Aussi, j'ai découpé l'acte 1 en scènes (c'est mis à jours sur le forum). Cela aide à se représenter l'évolution de la pièce, effectivement.
Je ne souhaites pas faire des actes plus longs que ça pour l'instant. J'y prendrais moins de plaisir ^^. Ce sera donc une petit pièce. Qu'en dites-vous?
Posté à 06h09 le 03 avril 22
Je ne connais pas de tels détecteurs de pépites... 
En français, les accents toniques sont toujours situés sur la dernière syllabe d'un mot, sauf quand celui-ci contient un "e" final, en ce cas, l'accent est porté par l'avant-dernière syllabe.
Lorsque tu dis une phrase dans le langage quotidien, tu reprends ton souffle toutes les 3 ou 4 syllabes, ce qui se traduit par une pause et scande le rythme de ton énonciation. La marche et les chants de travail traduisent cela. On voit que danse, chant et discours se fondent sur cela, simple et primitif.
Dans un vers, on applique ces deux principes, ce qui structure ton vers en fonction de la répartition des accents toniques.
Dans l'alexandrin classique, tu positionnes quatre accents toniques, dont deux obligatoirement en fin et au milieu du vers (donc, pas de "e" en syllabe 6).
Dans l'alexandrin romantique, tu disposes de 3 accents toniques toutes les 4 syllabes.
Si ton vers ne respecte aucune de ces deux contraintes, il n'est pas alexandrin, c'est simplement un dodécasyllabe.
En combinant des mesures de 3 et 4 syllabes, tu obtiens tous les mètres voulus, p.e.: 4 et 3 (ou 3 et 4) te donnent un heptasyllabe, etc.
Dans une pièce versifiée, que le vers soit ou non coupé par la conversation, Rostand, et d'autres, répartissent toujours les accents toniques qui imposent le rythme en respectant ces canevas.
Par exemple :
J'entends, je viens, je pars, je serai bientôt là!
se compose de deux hémistiches, le second contient 2 accents en 9 et 12, tandis que le premier en contient 3, en 2, 4 et 6. (2/2/2 // 3/3)
Dans une conversation, j'aurai:
- Seras-tu bientôt là, mon frère ?
- ... Oui, je m'empresse! !
On voit que globalement, on a la structure 3/3 // 2/1/3.

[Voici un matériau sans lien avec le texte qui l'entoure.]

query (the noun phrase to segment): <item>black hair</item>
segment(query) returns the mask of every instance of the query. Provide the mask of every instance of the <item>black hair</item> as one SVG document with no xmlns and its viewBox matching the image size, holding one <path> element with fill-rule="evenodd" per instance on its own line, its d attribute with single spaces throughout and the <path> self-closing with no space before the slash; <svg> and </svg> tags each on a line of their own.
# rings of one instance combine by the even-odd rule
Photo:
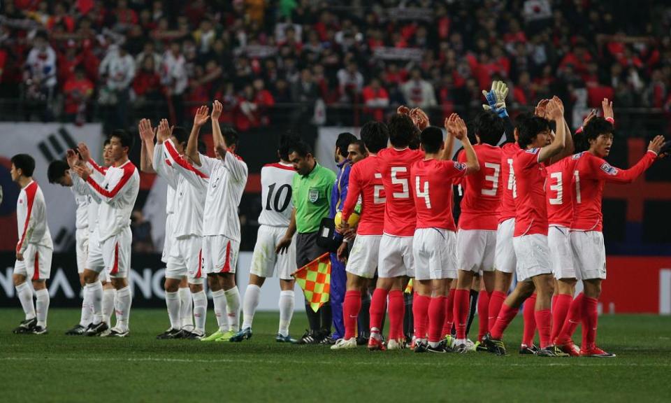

Petite pièce ! Mais il existe de grandes petites pièces !
Je suis pour la méthode des petits pas, celle des montagnards peu mais bien, qui veut aller loin ménage sa monture, et patati et patata, etc.
D'abord, savoir construire une maison, ensuite s'attaquer au lotissement, même si l'on a prévu d'avance le plan d'ensemble.
Ecrire une pièce, c'est très difficile. Il y a beaucoup de romanciers, un peu moins de poètes, encore moins d'auteurs de théâtre (je ne parle que des bons...). Pourquoi, parce qu'il faut dans une démarche synthétique manifester les qualités des deux autres.
Rien ne t'interdit de t'appuyer sur un modèle à ton goût, que tu plagierais avant de t'en écarter. Imiter, c'est apprendre, c'est bien connu.
Ce message a été édité - le 03-04-2022 à 19:51 par Jim
Posté à 19h28 le 03 avril 22
Merci encore, Jim, pour ces conseils et ces explications.
J'apprends beaucoup.
Je vais maintenant regarder quelques représentations de pièces en vers et écouter les conversations contenant des vers coupés avec l'oreille scientifique.
Je vous tiendrai informé de l'avancée de mon projet.
Ps: Je suis au Canada, ce qui explique mes messages à des heures originales pour vous.